|Australia's batsmen were frustrated by Anderson and Tremlett, the England pace duo, both taking four wickets each [EPA]
England have taken control of the Ashes on the opening day of the fourth test at the Melbourne Cricket Ground (MCG), after bowling Australia out for 98 in their first innings.
The tourists then charged ahead to score 157 without loss by stumps, on Sunday.
Australia's dismal batting performance eclipsed their previous lowest of 104 against their opponents at the MCG in the inaugural match of England's first test tour of Australia in 1876-77.
The hosts won that test by 45 runs.
England captain Strauss won the toss and sent Australia into bat on a moist, grassy pitch that offered swing and varying bounce from the first ball on an overcast morning.
England's seamers ran through Australia's top order before lunch and then grabbed their last six wickets for the loss of only 40 runs before tea to stun an 84,000-strong crowd.
James Anderson (4-44) and Chris Tremlett (4-26) did the damage, while wicketkeeper Matt Prior took six catches as the Australian wickets fell to catches off edges behind the wicket, at regular intervals.
Tim Bresnan, replacement for Steve Finn, took 2-25.
Tremlett and Bresnan removed openers Shane Watson (5) and the struggling Phillip Hughes (16) respectively.
The latter gave away his wicket with a miscued cut that flew straight to Kevin Pietersen at gully.
Ricky Ponting, Australia captain's troubled batting form in the series continued as he was out for 10, edging Tremlett to Graeme Swann in the slips.
Mike Hussey, forced into the role of rescuer throughout the series, suffered his first batting failure by Anderson just before lunch, nicking to Matt Prior's safe hands behind the wickets for eight.
A rain shower that brought lunch five minutes early and delayed the second session by 45 minutes compounded Australia's misery as the ball continued to turn in the early afternoon.
Anderson struck twice shortly after lunch, removing Steve Smith for six and Michael Clarke for 20, both caught behind by Prior with similar deliveries that swung late.
Brad Haddin, Australia wicketkeeper, then flashed at Tim Bresnan.
But his flat-footed drive flew straight to Strauss at first slip, sparking England's ecstatic 'Barmy Army' into renditions of "God Save the Queen".
Anderson's dismissal of paceman Mitchell Johnson for a duck was England's third without a run conceded after lunch, as Australia crashed from 77-5 to 77-8.
Australia's tail added another 21 runs, with Peter Siddle's 11 finishing the third-highest score of the innings.

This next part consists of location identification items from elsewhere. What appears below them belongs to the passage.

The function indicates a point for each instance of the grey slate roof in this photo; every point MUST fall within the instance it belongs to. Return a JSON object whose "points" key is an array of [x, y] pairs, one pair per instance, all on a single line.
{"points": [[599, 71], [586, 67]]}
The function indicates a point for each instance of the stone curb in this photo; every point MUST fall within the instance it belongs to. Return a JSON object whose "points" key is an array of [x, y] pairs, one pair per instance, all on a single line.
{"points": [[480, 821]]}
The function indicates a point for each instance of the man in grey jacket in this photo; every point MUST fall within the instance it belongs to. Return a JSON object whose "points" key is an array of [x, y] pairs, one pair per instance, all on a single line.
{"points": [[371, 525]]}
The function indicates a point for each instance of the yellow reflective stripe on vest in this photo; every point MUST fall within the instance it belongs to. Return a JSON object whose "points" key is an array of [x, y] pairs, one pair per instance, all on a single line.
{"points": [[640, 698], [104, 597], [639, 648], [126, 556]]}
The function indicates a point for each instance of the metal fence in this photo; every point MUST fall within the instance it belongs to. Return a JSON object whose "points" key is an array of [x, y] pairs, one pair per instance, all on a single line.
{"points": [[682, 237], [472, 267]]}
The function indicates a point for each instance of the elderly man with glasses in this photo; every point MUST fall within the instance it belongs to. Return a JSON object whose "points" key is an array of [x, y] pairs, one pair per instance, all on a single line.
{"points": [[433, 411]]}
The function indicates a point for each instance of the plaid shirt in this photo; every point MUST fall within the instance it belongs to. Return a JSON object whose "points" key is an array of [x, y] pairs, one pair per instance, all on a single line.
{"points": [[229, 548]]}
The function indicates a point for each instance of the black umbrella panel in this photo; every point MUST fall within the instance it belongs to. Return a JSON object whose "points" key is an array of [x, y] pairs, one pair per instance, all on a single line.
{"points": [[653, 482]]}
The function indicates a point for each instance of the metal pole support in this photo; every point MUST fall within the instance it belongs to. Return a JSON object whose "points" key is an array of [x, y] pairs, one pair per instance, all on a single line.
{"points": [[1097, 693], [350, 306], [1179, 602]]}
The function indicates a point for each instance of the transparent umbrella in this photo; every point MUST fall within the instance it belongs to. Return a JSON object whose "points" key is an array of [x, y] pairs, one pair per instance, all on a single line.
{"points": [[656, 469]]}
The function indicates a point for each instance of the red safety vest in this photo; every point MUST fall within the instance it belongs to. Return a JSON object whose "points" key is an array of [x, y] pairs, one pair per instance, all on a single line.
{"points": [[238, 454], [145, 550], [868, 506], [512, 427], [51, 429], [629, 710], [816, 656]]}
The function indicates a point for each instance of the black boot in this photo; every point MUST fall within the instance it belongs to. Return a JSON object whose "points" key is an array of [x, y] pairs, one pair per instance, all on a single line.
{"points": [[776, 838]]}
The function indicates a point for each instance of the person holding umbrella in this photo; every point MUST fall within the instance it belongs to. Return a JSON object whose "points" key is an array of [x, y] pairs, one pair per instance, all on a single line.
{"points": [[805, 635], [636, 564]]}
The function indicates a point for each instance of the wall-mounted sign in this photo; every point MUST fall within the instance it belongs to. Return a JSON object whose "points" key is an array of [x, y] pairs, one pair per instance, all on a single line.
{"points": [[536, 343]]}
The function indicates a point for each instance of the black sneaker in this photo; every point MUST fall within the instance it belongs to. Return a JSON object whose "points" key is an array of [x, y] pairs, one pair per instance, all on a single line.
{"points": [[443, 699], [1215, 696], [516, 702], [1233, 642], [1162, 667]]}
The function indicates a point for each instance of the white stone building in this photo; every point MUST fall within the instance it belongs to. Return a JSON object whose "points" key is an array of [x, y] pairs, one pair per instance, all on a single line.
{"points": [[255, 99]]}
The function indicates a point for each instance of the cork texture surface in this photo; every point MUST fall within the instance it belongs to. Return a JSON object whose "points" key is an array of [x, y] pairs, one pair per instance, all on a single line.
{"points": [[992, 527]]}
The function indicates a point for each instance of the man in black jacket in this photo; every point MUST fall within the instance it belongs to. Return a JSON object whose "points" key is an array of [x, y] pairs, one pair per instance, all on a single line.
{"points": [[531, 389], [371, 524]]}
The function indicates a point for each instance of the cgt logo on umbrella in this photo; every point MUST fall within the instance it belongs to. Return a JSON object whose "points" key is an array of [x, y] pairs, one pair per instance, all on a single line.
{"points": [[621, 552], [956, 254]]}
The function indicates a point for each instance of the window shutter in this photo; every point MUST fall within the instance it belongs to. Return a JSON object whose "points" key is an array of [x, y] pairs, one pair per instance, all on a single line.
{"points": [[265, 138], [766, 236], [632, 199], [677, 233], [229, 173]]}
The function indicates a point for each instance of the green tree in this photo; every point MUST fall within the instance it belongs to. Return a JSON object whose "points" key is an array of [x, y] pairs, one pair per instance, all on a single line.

James Anderson, key England paceman said that, "In an Ashes series to bowl Australia out for less than 100 and then be 150 for none at the end of play is just unheard of, really".
"Today was when all those bits of luck came together and we got the nicks that we've missed in the past, " he added.
Solid opening pair
Andrew Strauss and Alastair Cook, the England opening pair, added to their hosts' woes by surviving more than three hours at the crease.
With the afternoon sunshine drying out the pitch, the duo made good use of the conditions at a pitch that had earlier troubled Australia's batsmen.
Strauss remained not out on 64 and Cook on 80 at the close of play, raising England's hopes of taking the Ashes home for the first time in 24 years.
Cook, who scored a match-saving double-century in Brisbane but failed twice in Perth, raised his half-century by cutting a loose delivery from Mitchell Johnson for four in the 32nd over.
Strauss reached his half-century five overs later, tucking a single off part-time legspinner Smith to deep mid-on.
Johnson had sparked Australia's 267-run win in Perth with a match-winning six-wicket haul but was hit for 11 runs off his first over and finished with unflattering figures of 0-42 off seven overs.
With Australia's batsmen embarrassed and their pace attack frustrated, spectators left the 100,000-capacity stadium in droves, leaving their bowlers to toil fruitlessly in front of rows of empty seats for the last hour.
Michael Clarke, Australian vice-captain said that, "England outplayed us and it was a tough day, but fortunately there's four days left in this Test match, so it's really important we come out tomorrow and show that intent."
England last won a famous victory at the MCG in 1998 with Dean Headley taking 6-60 in the second innings as the tourists won by just 12 nail-biting runs.
Australia's only loss at the MCG this decade has been against South Africa two years ago as the Proteas went on to win their first-ever series in Australia.
The five-test Ashes series is tied at 1-1.
England, who currently hold the Ashes, need to win only the Melbourne test to be the first team to retain the Ashes on Australian soil since Mike Gatting's side in 1986/87.